As I am growing closer to Christ and preparing for the year of divine focus toward destiny, I see that Christ is also teaching me about who I am. Now, when I think "Identity" I don't think about things specific to me but more so all Christians, as we are all His children. Although as I am about to start this journey I see that I will be learning about who "Liberty" is. My loves, likes, dislikes, and challenges-today I was able to get a small glimpse into what this next year will be like. My breath is taken away as God is showing me that He cares about His children down to every last detail-what love.
For me to say today was a busy day would be an understatement, after having two weekdays and a weekend to recuperate from a horrible bug- I had to go back into the office at full throttle. I had been planning a big meeting for two weeks now and of course the meeting would fall on my first day back. (sigh) Knowing that today was going to be a big day, I dressed for success; I wore my navy blue pinstripe suit and some navy heels. As I walked past glass buildings throughout the day, every now and then catching a glimpse of myself in the mirror I thought "I don't like heels". This thought acted as both an epiphany and the start of my journey of self-discovery- I have always been a maryjane kind of girl. Stiletto heels came into play when I was trying to acquire a certain image in the past......"accepted sophistication". As stated before in previous blogs, I came from a place of low-self esteem and accommodation- my style of dress was no different, I took recommendations. Well today I found out....I don't like heels and because there is no law, I am committing to changing the things I can. So, overtime I plan to get some cute fashionable shoes that compliment me (and donate the others)- as God allows and the budget permits of course, this was my first discovery that day.
A small yet simple pleasure was the small sliver of almond cake I cut for myself outside of the supervisor's office. The Director prepared a cake for the office and it was superb* (something else I like, almond cake)

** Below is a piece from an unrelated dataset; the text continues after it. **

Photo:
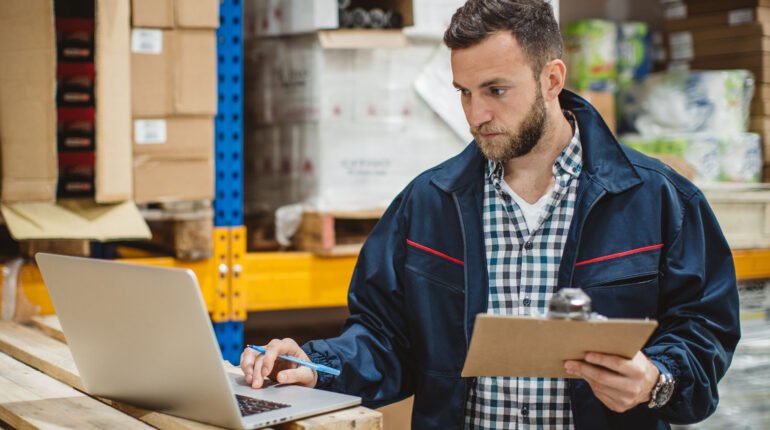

In my hustle and bustle I did not manage to eat breakfast and rushed lunch (I only had a quick small salad), not getting a good amount of sleep the night before, I was tired and decided to grab a gatorade as a pick me up. Still running, later on in the evening as I was on the way to meet with a friend, I was exhausted and had to cut the visit short. I ran full speed all day without stopping, in the silence of my drive home (in haste because I did not feel well) God showed me all the fast action of the day and how I constantly neglected my needs-this hit me like a ton of bricks. So, not only was I learning about the little joys that make me tick but also some serious changes that need to be made - wow, balance.
I thought "Ok Lord, I like this, we are working on the complete woman" (C'mon 2010).